Agumbe AI Gateway gives you a stable way to work with language models without forcing your application to depend on provider-specific naming or routing behavior. When your application sends a request to the gateway, it includes a model value. That value can be either:Documentation Index
Fetch the complete documentation index at: https://agumbe.mintlify.app/llms.txt
Use this file to discover all available pages before exploring further.
- an Agumbe alias
- a catalog-backed model ID
- stable application-facing names for day-to-day development
- explicit model targeting when you need direct control
Why this matters
Without a gateway, model names tend to leak directly into application code. Over time, that creates friction:- changing models requires code changes across services
- production traffic becomes tightly coupled to one provider’s naming scheme
- experimenting with fallbacks or routing becomes harder
- business teams and platform teams lose a shared vocabulary for “default” or “reasoning” behavior
Two ways to select a model
Use an alias
An alias is a stable, gateway-defined model name. Aliases are ideal when you want:- a clean integration experience
- stable application code
- room to evolve routing later
- a platform-controlled default for quality, speed, or reasoning
Use a catalog-backed model ID
A catalog-backed model ID targets a specific model entry exposed by the gateway. Use this path when you want:- explicit control over the model being called
- consistency for evaluation or benchmarking
- fine-grained model selection in a specific workload
- a known model target for a tightly controlled use case
What is an alias?
An alias is a gateway-defined name that maps to a model target. You can think of an alias as a product-facing contract between your application and the gateway. Your code depends on the alias. The gateway owns the actual resolution. This gives you a better operating model:- your engineering team uses stable names
- your platform team can change routing without rewriting integrations
- your product team can standardize how workloads talk about model classes
- smart-default for general-purpose chat
- cheap-fast for low-cost, low-latency tasks
- reasoning for more complex or deliberate outputs
- embed-default for embeddings
Why aliases are recommended
Aliases are the safest default for most customer integrations. Use aliases when you want to:- reduce coupling between application code and model vendors
- make future model changes less disruptive
- introduce routing or fallback behavior later
- keep your prompts and services readable
- standardize model choices across teams
When to use explicit model IDs
There are still good reasons to call a specific model directly. Use a catalog-backed model ID when:- you are comparing models side by side
- a workflow must use a specific model for regulatory, evaluation, or internal reasons
- you are running tests or benchmarks
- you want exact reproducibility for a tightly scoped integration
- you are debugging routing behavior
Listing available models
The gateway exposes a models endpoint so your application or team can discover what is currently available.

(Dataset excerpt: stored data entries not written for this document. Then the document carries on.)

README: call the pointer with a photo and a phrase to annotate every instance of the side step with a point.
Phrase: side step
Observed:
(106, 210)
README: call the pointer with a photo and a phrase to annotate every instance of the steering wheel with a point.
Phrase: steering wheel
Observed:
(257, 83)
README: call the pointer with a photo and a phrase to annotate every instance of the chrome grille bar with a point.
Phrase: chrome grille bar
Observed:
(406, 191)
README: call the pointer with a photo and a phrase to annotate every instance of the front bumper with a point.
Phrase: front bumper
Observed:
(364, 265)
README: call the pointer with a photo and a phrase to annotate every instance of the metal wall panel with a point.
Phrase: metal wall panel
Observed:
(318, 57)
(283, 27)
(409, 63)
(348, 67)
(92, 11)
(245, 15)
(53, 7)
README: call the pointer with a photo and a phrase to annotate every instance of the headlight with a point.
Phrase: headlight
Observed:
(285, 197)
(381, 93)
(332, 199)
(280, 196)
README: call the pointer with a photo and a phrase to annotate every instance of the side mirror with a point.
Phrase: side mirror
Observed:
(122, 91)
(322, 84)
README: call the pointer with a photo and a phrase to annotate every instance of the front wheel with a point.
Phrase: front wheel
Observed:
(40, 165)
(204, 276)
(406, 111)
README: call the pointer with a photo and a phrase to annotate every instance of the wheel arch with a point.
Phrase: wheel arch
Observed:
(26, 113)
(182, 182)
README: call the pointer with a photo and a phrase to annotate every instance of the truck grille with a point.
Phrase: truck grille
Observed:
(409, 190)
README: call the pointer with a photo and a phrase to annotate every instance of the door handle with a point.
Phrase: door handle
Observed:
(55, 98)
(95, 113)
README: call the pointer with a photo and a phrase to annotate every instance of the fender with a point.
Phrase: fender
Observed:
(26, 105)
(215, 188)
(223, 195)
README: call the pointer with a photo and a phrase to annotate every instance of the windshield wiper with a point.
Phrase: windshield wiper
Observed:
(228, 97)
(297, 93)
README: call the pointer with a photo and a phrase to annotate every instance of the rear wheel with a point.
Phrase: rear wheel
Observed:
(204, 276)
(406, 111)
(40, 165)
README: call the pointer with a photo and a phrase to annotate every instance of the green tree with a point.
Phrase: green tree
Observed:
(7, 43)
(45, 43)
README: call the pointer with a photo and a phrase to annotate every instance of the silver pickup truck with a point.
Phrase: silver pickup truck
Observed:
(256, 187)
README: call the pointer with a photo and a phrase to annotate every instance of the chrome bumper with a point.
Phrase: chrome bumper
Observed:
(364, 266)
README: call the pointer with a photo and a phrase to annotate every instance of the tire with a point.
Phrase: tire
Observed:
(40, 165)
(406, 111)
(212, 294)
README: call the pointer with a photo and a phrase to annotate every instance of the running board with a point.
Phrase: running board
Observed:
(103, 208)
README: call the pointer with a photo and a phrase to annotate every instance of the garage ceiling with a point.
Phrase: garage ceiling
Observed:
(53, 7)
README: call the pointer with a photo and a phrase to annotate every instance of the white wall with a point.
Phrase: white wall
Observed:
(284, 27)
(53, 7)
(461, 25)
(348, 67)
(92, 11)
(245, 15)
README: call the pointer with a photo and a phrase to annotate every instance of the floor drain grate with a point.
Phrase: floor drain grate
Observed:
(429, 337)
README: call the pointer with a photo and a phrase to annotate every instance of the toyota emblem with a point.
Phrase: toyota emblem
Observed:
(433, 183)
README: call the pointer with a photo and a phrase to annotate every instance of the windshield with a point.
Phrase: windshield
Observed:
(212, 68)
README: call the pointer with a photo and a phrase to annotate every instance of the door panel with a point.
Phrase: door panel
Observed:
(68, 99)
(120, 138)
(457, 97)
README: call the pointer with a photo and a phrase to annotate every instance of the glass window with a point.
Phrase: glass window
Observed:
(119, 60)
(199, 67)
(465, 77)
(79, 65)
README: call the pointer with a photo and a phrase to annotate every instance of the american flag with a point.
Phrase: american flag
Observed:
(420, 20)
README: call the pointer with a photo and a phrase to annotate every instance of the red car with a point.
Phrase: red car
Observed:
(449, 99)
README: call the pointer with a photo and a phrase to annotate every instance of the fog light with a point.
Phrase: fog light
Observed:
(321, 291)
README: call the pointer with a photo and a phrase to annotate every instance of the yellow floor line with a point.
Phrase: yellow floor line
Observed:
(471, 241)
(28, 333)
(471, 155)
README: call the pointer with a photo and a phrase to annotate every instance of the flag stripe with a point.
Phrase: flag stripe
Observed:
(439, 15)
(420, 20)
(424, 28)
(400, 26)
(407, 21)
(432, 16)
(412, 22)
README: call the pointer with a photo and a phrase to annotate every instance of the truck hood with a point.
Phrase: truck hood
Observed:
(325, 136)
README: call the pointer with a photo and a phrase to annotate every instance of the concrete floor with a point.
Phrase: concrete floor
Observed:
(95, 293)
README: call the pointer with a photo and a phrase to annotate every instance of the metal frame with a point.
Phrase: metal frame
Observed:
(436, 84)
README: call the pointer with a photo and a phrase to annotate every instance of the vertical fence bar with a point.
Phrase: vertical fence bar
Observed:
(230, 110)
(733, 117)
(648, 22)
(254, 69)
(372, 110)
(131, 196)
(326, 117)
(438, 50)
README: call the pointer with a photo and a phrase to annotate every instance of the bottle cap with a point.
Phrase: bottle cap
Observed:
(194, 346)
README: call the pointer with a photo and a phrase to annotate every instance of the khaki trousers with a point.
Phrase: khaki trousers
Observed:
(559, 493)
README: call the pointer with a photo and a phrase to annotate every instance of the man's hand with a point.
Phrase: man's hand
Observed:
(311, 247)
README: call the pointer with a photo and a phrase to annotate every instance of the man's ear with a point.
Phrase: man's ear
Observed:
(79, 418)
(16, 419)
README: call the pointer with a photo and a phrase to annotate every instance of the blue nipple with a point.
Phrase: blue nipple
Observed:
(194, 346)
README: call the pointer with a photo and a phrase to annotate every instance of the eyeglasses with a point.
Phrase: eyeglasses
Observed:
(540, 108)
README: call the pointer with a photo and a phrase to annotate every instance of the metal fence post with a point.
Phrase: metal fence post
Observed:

Endpoint:GET /api/v1/llm/models
This endpoint returns a list of model entries that can include:
- gateway aliases
- canonical model IDs
- provider information
- request kind metadata
- alias markers
- populate a model selector in a UI
- validate model names during development
- inspect which aliases are currently exposed
- understand whether a model supports chat or embeddings
Model kinds
Agumbe separates models into two request kinds:- chat
- embeddings
Chat models
Chat models are used with:POST /api/v1/llm/chat/completions
These models support conversational or generative responses.
Embeddings models
Embeddings models are used with:POST /api/v1/llm/embeddings
These models produce vector embeddings for search, retrieval, clustering, classification, and related use cases.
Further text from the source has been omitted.